Perhaps but not necessarily. I’ve worked extensively with mass-spec data for major and trace elements, assay, microprobe data and isotope ratios and each data type has similar errors at similar concentrations.

There are lots of ways to reduce error. Splitting and running multiple analysis of samples is a common approach. In the mining industry it’s common to split samples and run multiples, as well as to insert standards and blanks into the sample stream, then analyze drill core in downhole sequence to ensure large values don’t bleed across samples.

Isotopic geochemists use a wide variety of checks on their data, commonly using multiple aliquots from a sample and obtaining data from different systems. The U-Pb system for example has two independent decay chains with different half-lives that generate highly accurate ages for rocks as old as 4.5billion.

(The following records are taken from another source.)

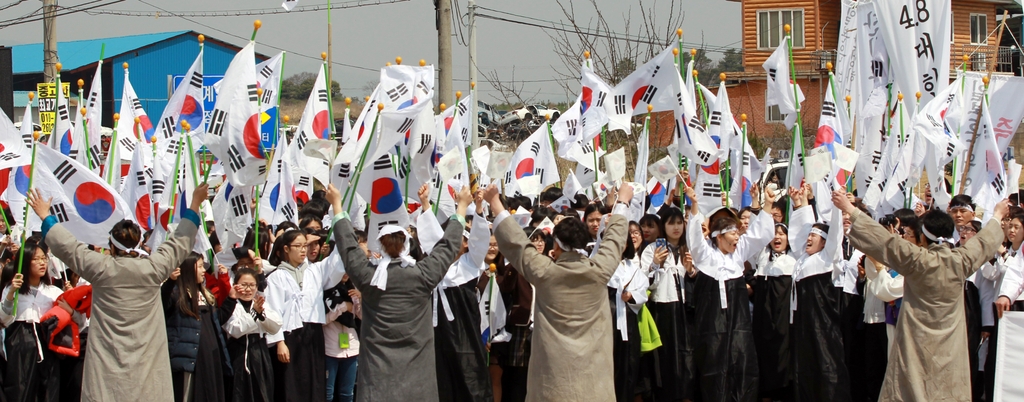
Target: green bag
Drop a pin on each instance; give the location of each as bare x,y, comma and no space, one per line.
649,338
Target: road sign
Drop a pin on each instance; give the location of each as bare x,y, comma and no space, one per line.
47,94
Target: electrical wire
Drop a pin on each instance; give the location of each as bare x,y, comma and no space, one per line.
11,4
562,27
59,12
253,11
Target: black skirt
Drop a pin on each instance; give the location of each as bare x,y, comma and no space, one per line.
771,328
304,378
819,361
208,380
251,361
28,378
673,374
460,354
724,351
626,353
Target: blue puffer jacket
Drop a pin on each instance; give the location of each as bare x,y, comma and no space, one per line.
183,335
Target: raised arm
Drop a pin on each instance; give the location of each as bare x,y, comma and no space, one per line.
347,247
613,239
437,263
513,242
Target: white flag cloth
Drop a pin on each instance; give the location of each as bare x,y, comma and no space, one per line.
493,314
125,137
872,62
131,108
566,130
268,79
278,197
314,124
651,84
233,135
386,202
90,157
869,134
418,164
82,202
780,86
643,153
918,35
13,151
532,158
185,104
1004,92
136,190
690,139
986,178
593,99
231,213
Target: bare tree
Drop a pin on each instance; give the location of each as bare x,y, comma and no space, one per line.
614,53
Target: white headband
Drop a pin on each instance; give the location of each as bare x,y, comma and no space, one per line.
935,238
380,274
723,231
127,249
965,207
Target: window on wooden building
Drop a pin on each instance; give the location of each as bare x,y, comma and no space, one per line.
979,29
772,113
770,28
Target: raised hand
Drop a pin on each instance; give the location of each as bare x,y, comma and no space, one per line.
424,194
625,193
200,194
334,196
39,205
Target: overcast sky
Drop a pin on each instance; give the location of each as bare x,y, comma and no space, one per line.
367,37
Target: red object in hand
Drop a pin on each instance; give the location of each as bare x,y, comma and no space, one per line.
80,300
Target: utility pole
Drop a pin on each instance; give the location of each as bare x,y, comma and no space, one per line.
472,76
49,40
330,61
443,8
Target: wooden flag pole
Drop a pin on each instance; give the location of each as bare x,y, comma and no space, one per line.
985,80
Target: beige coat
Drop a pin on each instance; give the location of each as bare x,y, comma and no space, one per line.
572,340
929,359
126,358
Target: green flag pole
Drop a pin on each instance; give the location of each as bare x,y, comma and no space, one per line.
798,129
32,176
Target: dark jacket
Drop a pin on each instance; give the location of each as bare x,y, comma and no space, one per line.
183,333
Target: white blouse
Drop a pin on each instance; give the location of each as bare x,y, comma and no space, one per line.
720,266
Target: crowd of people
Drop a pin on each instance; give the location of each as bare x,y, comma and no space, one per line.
794,298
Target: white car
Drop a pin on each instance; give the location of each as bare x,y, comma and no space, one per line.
528,113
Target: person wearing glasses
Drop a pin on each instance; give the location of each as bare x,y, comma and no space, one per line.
295,289
247,320
35,372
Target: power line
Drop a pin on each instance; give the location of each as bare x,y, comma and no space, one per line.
249,11
562,27
65,11
11,4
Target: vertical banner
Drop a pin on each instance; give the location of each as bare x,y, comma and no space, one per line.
916,32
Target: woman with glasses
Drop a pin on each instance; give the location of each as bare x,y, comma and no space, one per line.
295,289
197,346
247,320
33,370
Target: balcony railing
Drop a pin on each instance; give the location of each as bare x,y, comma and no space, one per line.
1005,58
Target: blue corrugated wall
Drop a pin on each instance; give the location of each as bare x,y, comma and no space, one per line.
152,67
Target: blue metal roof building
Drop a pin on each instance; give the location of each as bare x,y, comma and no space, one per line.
153,59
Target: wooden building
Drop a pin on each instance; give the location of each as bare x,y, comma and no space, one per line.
815,32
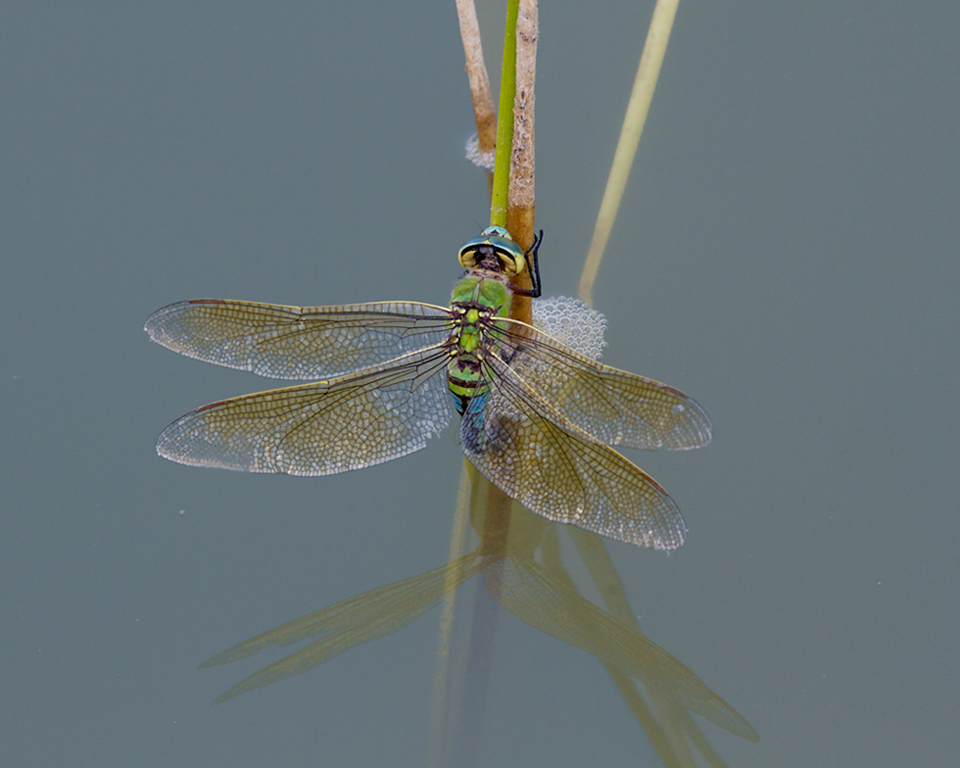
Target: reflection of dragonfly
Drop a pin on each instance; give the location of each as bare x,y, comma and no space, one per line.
538,417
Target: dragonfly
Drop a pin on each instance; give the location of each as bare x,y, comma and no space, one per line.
537,418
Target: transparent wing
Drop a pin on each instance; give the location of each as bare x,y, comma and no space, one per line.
616,407
552,467
293,342
349,422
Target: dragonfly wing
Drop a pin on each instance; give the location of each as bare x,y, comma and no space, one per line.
616,407
295,342
349,422
517,442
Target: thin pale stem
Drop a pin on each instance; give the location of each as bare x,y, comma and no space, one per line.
653,52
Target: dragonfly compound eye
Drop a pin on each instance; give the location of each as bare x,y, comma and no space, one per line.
494,250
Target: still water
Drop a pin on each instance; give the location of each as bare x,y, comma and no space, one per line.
787,253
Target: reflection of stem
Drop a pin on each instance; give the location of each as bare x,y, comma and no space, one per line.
653,52
445,704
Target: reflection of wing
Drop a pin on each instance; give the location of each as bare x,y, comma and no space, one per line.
293,342
532,594
536,456
349,422
356,620
616,407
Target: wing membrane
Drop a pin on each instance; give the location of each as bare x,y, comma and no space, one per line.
616,407
293,342
538,457
349,422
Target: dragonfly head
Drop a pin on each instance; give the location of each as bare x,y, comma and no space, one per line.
494,251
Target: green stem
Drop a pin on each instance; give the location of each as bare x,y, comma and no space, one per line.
508,87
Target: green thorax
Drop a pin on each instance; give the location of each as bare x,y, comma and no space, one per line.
478,301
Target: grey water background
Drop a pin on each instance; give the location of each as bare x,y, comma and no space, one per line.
787,253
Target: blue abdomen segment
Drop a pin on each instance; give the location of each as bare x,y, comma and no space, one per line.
472,435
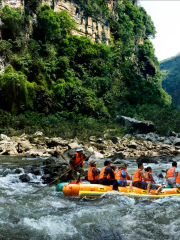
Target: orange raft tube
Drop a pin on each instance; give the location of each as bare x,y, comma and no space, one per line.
74,189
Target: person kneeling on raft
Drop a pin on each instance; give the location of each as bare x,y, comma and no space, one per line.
137,179
121,177
93,173
154,186
172,174
107,176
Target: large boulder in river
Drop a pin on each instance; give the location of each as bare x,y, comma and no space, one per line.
135,125
146,159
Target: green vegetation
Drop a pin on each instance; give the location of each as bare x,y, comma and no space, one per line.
171,77
55,80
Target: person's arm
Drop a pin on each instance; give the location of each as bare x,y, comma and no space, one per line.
142,175
151,177
95,172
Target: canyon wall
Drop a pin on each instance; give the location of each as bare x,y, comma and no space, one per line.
95,29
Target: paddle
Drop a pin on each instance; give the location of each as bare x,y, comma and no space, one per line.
62,175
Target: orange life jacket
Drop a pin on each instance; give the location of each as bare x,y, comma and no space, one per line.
137,177
118,175
78,159
178,178
91,176
170,172
127,175
147,176
102,175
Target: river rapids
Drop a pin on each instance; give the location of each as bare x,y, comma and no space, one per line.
48,215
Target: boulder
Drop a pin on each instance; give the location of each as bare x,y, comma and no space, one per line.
24,146
176,142
24,178
114,140
132,144
135,125
117,155
54,142
146,159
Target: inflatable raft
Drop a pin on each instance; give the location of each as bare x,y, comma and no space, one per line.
97,190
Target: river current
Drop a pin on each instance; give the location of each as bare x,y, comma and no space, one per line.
48,215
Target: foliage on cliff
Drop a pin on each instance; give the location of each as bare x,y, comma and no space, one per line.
51,71
171,77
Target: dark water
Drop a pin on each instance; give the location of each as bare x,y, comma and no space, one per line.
48,215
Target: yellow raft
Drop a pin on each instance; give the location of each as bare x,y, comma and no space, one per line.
97,190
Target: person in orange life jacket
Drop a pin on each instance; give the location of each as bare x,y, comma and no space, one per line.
77,157
137,179
149,175
106,176
127,175
172,174
114,169
93,173
121,177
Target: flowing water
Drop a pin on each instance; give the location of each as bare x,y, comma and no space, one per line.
48,215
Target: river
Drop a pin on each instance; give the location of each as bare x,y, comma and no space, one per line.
48,215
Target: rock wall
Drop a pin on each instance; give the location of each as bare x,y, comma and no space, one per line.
97,30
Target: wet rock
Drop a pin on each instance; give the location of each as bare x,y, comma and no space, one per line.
135,125
176,142
24,146
117,155
24,178
18,171
132,144
146,159
114,139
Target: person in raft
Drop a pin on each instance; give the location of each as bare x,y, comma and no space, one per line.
77,157
93,173
172,174
154,186
106,176
137,179
114,169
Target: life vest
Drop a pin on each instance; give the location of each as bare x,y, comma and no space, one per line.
91,176
170,172
137,177
147,176
178,178
104,176
78,159
127,175
118,175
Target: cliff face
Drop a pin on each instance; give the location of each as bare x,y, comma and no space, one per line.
96,30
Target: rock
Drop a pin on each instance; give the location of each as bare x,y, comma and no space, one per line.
54,142
73,145
24,178
134,125
98,155
4,137
92,138
117,155
24,146
173,134
168,141
38,133
114,139
18,171
146,159
176,142
132,144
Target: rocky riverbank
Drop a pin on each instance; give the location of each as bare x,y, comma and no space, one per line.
129,146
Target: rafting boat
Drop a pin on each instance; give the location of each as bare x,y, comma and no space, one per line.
75,189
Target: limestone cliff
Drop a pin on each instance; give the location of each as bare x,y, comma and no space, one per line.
97,30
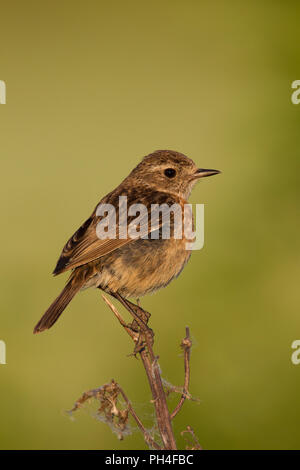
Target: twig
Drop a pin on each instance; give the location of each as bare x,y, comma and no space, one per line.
147,436
153,374
186,345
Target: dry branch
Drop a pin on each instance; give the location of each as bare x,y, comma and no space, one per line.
108,395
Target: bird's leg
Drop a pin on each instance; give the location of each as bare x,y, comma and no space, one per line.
140,321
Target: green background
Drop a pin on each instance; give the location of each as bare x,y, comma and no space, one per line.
91,88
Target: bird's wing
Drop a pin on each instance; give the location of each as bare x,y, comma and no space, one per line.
85,245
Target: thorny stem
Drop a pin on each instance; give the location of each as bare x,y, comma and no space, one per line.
186,345
153,374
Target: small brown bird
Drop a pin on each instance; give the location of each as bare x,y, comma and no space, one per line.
129,267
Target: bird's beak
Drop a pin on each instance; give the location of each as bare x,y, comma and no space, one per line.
202,172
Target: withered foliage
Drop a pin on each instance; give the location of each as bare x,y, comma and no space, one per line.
111,409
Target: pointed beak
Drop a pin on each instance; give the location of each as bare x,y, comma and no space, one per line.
202,172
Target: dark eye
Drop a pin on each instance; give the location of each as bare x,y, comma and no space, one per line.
170,172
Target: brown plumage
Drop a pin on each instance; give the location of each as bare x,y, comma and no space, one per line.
129,267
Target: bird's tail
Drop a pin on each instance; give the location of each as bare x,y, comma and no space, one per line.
58,306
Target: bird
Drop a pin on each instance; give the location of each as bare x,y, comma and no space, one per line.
130,267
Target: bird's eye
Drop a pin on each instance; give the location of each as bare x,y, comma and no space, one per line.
170,172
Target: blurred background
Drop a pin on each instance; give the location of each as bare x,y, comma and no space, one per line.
92,87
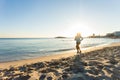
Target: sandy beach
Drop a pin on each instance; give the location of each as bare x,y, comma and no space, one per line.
95,63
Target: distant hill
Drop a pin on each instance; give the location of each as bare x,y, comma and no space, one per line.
60,37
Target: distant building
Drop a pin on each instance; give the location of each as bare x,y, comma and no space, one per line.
117,33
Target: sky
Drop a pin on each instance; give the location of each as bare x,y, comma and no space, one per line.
50,18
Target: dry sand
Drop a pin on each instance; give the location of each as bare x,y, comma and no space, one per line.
5,65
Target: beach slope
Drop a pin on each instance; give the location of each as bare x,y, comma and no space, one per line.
97,63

jim – that all makes sense, thanks. Where I see the combination of errors is in aspects such as the calculation of a reaction yield, which combines weighings and analysis. Each weighing in itself combines two measures (the high and low value) so there is an error in each. There will be the weighings of the material inputs and outputs as well as the weighings of the sample and standard for the analysis. The peak size of the analytical peaks is estimated and then all of this is fed into a set of calculations. All of that ignores the sampling variability, which can be important (particularly if the material has an appreciable moisture content for example). What this means is that it is not unusual to have a standard deviation on a yield of 2-3%. This may not sound a lot, but a financially important difference could be less than that. I don’t believe that the discussion of the importance of measurement is restricted to social and psychological sciences, but is relevant to the more ‘old fashioned’ sciences as well.

Tom – good points. I don’t have any experience with industrial chemistry. I’m sure a small error can be financially relevant. Actually though I have had experience doing a similar thing: calculating grade / tonnage / total resource recovery in a mining block. In that case though the variation far outweighs the measurement error.